When the Nazis came to power in Germany in 1933, the Wertheim department store chain was targeted by the state. Like Tietz, it was owned by a Jewish family.[7] The company was Aryanized—that is, forcibly transferred to non-Jewish owners.[8] Jewish employees were forced from their positions by government mandate. The Wertheim family attempted to avoid losing control of the company by making Georg's wife, Ursula, the principal shareholder, since she was considered "Aryan" under Nazi law. In the end this was unsuccessful, even though they divorced to keep the shares in purely "Aryan" hands. The family was forced to sell all their shares at reduced prices to "Aryans" and in 1939 the store was renamed AWAG, an acronym for Allgemeine Warenhandelsgesellschaft A.G. (General Retailing Corporation).[9] The Wertheim family fled Nazi Germany.

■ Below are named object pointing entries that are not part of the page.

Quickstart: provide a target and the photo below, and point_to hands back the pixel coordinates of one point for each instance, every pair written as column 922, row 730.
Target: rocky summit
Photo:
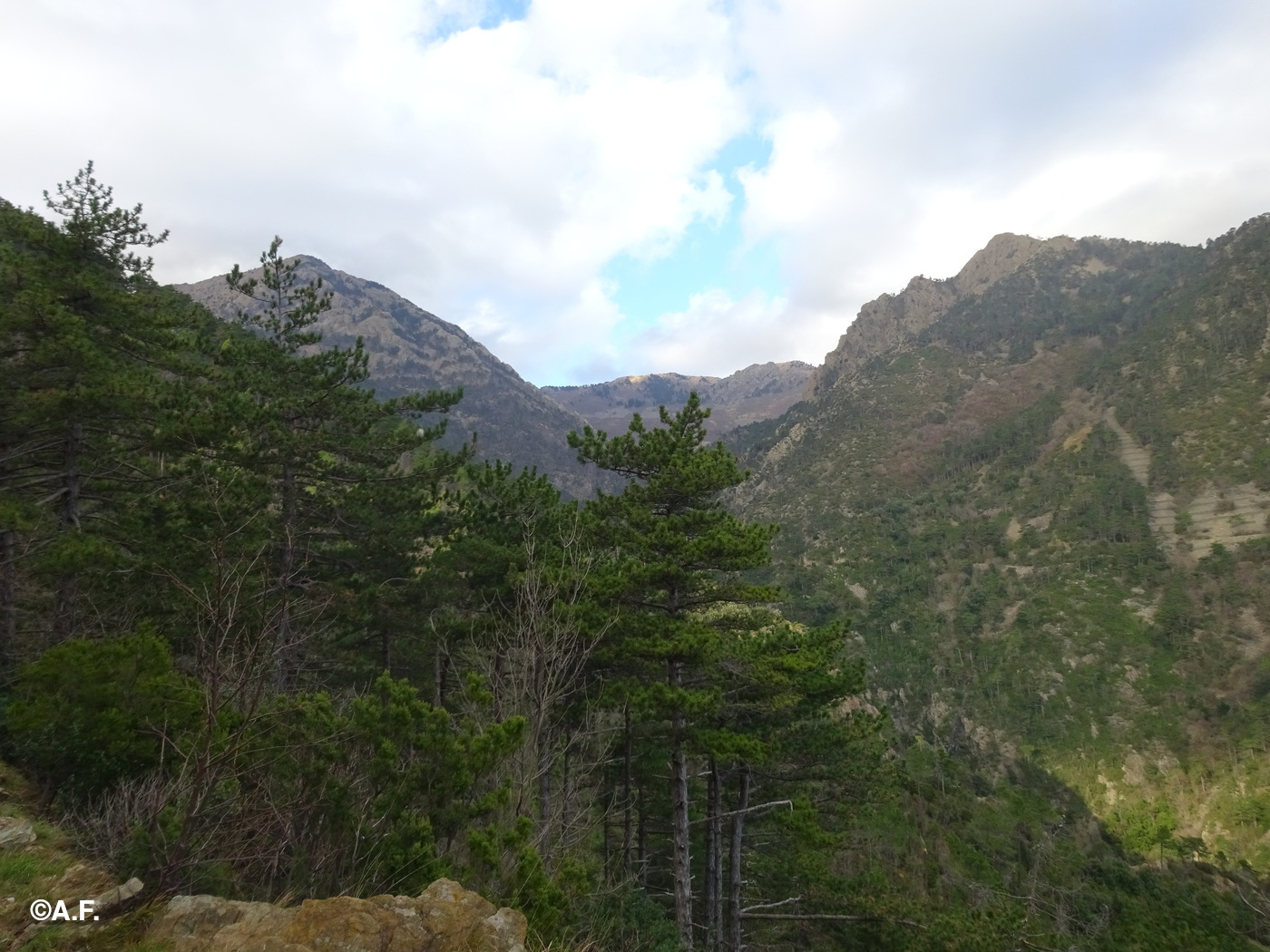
column 412, row 352
column 757, row 393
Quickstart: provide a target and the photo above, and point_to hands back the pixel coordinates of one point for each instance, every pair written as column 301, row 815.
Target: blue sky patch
column 708, row 256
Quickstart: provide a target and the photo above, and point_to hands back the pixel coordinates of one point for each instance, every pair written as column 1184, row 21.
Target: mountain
column 1040, row 489
column 413, row 351
column 759, row 391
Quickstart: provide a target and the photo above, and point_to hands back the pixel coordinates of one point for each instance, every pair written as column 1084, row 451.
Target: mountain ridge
column 756, row 393
column 413, row 351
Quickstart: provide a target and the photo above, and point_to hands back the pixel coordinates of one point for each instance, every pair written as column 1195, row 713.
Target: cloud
column 491, row 159
column 717, row 334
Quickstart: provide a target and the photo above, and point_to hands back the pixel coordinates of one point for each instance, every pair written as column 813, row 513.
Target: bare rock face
column 412, row 351
column 444, row 918
column 758, row 393
column 892, row 320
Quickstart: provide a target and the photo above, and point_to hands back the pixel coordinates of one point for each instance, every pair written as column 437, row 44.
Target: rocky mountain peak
column 893, row 320
column 757, row 393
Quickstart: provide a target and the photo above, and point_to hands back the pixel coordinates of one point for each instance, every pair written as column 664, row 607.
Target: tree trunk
column 734, row 881
column 286, row 662
column 643, row 840
column 545, row 757
column 69, row 520
column 682, row 857
column 628, row 768
column 714, row 860
column 8, row 600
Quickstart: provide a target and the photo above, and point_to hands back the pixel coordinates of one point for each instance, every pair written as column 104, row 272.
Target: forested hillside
column 410, row 351
column 266, row 635
column 1043, row 499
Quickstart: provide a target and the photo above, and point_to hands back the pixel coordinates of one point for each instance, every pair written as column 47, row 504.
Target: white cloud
column 717, row 335
column 492, row 174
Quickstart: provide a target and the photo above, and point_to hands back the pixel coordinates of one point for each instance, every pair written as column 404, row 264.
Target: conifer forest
column 967, row 650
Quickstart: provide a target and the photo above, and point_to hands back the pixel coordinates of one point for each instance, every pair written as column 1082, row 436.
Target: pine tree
column 677, row 554
column 85, row 342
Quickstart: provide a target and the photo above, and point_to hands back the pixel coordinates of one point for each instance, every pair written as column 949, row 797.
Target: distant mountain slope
column 758, row 393
column 1041, row 491
column 412, row 351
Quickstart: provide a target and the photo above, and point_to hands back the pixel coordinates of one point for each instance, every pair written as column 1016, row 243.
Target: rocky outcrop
column 893, row 320
column 761, row 391
column 413, row 352
column 444, row 918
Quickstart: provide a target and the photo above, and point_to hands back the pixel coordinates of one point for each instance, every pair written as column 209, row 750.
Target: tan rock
column 446, row 918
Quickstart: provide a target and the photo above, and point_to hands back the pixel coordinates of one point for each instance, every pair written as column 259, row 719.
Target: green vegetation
column 968, row 500
column 1000, row 681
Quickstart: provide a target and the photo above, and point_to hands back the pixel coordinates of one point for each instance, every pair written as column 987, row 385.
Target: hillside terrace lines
column 1216, row 516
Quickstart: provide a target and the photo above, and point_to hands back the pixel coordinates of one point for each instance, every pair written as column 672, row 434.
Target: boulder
column 15, row 833
column 444, row 918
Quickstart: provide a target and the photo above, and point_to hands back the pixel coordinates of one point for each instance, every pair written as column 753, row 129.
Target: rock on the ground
column 15, row 833
column 444, row 918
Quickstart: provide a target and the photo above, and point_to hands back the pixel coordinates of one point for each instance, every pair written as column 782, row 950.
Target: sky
column 594, row 188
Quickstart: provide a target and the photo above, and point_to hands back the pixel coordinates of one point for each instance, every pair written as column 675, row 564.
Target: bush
column 88, row 714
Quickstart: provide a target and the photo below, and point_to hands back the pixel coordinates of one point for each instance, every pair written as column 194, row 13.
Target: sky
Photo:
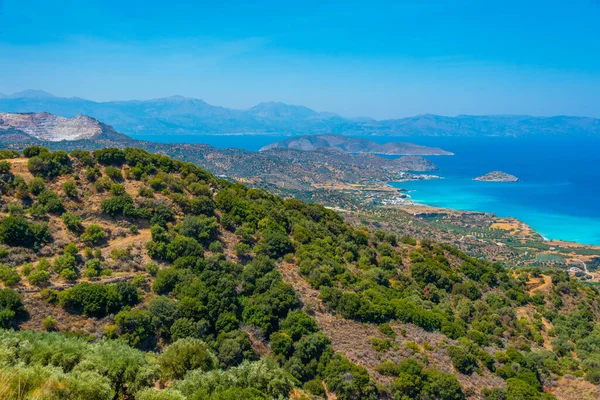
column 382, row 59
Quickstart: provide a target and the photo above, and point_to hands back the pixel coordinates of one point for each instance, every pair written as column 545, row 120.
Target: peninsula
column 497, row 176
column 355, row 145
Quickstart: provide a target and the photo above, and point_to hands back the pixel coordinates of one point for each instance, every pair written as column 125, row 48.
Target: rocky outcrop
column 54, row 128
column 497, row 176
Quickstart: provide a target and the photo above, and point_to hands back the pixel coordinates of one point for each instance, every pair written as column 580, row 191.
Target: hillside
column 354, row 145
column 184, row 115
column 49, row 127
column 146, row 277
column 277, row 169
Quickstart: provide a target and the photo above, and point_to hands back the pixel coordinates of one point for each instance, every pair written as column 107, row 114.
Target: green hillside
column 130, row 275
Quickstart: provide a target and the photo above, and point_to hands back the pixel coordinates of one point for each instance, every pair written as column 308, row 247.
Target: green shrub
column 51, row 202
column 72, row 221
column 93, row 234
column 17, row 231
column 11, row 307
column 185, row 355
column 49, row 324
column 462, row 360
column 39, row 277
column 70, row 188
column 4, row 167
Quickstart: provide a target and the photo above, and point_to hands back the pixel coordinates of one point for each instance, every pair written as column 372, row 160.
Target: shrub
column 72, row 221
column 114, row 173
column 51, row 202
column 70, row 188
column 97, row 300
column 119, row 205
column 203, row 229
column 39, row 277
column 33, row 151
column 17, row 231
column 11, row 307
column 109, row 156
column 185, row 355
column 462, row 360
column 49, row 165
column 93, row 234
column 49, row 324
column 9, row 276
column 4, row 167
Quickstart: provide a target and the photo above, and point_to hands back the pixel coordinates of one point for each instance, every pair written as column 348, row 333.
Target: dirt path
column 544, row 287
column 19, row 167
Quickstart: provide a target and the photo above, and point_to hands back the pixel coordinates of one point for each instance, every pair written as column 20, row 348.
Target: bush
column 37, row 186
column 185, row 355
column 201, row 228
column 49, row 165
column 72, row 221
column 39, row 277
column 51, row 202
column 109, row 156
column 70, row 188
column 97, row 300
column 49, row 324
column 9, row 276
column 114, row 173
column 11, row 307
column 119, row 205
column 93, row 234
column 17, row 231
column 4, row 167
column 462, row 360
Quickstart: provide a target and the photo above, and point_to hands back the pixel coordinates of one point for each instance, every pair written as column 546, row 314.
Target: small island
column 497, row 176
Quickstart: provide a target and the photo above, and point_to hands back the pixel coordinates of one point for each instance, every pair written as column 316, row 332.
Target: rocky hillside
column 354, row 145
column 48, row 127
column 278, row 168
column 129, row 275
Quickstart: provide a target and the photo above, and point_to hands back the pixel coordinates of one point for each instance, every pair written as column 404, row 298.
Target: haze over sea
column 558, row 196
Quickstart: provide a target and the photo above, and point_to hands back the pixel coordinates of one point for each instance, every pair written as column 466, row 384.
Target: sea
column 558, row 194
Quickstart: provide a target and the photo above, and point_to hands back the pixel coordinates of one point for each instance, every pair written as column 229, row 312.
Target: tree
column 135, row 327
column 70, row 188
column 127, row 369
column 11, row 307
column 37, row 186
column 72, row 221
column 93, row 234
column 51, row 202
column 186, row 355
column 462, row 360
column 17, row 231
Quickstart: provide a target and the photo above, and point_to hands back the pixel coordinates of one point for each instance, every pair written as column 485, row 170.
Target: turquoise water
column 558, row 196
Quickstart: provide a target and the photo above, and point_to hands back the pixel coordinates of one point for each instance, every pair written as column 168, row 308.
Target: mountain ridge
column 355, row 145
column 185, row 115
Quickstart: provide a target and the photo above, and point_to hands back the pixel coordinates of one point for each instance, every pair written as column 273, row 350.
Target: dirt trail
column 19, row 167
column 544, row 287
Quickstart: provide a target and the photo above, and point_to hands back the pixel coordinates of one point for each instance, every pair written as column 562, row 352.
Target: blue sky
column 382, row 59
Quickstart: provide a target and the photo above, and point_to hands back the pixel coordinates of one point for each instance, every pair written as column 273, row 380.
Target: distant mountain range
column 280, row 169
column 53, row 128
column 183, row 115
column 355, row 145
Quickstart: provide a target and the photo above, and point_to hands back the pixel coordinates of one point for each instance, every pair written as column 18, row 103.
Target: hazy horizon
column 380, row 59
column 294, row 105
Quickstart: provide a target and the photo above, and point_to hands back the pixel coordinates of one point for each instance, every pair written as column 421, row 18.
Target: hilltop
column 45, row 126
column 184, row 115
column 278, row 169
column 497, row 176
column 354, row 145
column 216, row 290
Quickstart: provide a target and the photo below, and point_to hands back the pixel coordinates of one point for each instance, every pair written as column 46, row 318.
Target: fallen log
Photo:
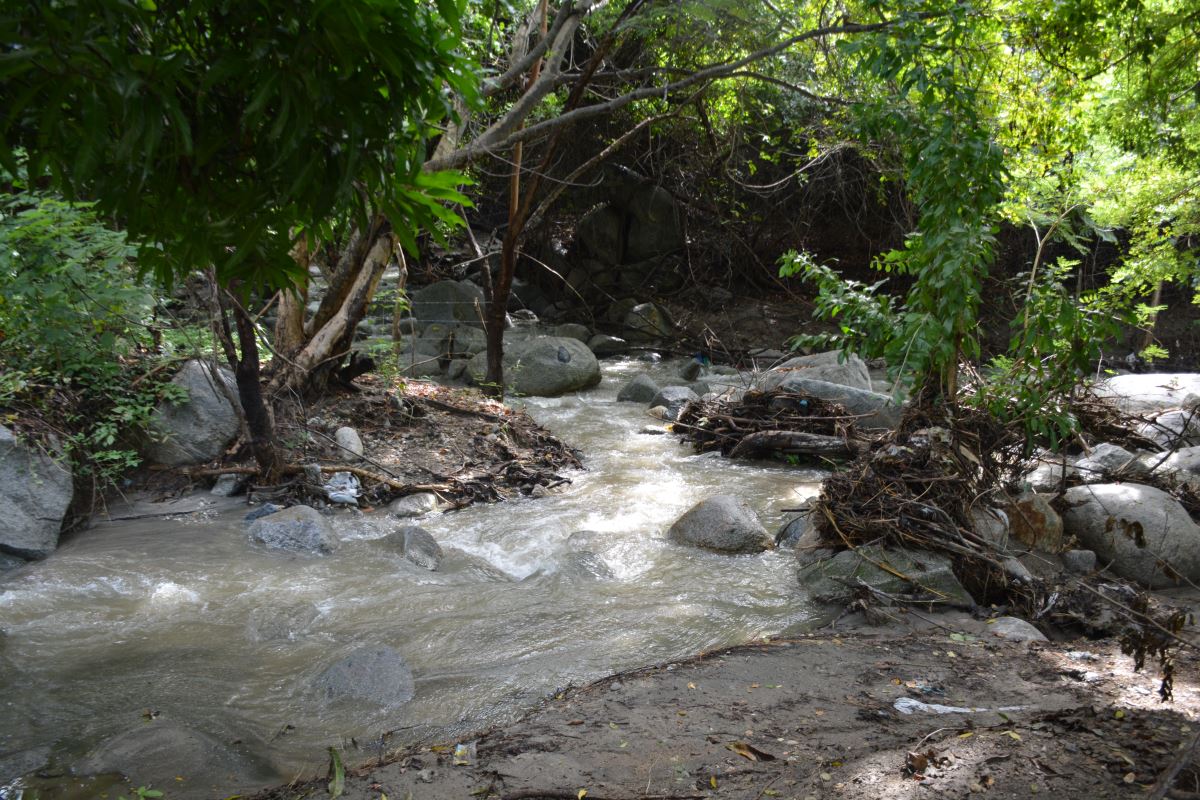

The new owner Karstadt operated under the Wertheim name. The flagship store was on the Kurfürstendamm. It was built in 1969–71 and was converted to a Karstadt in 2008. The other store was on the Schloßstraße in the Steglitz district. It was demolished in 2009 for construction of a new shopping center. The Wertheim family filed claims to try to recover the property taken under the Nazis.
Complicated negotiations mediated by former German Chancellor Helmut Kohl between Karstadt, the German government, the Claims Conference and members of the Wertheim family reached a settlement in 2006.[1][13]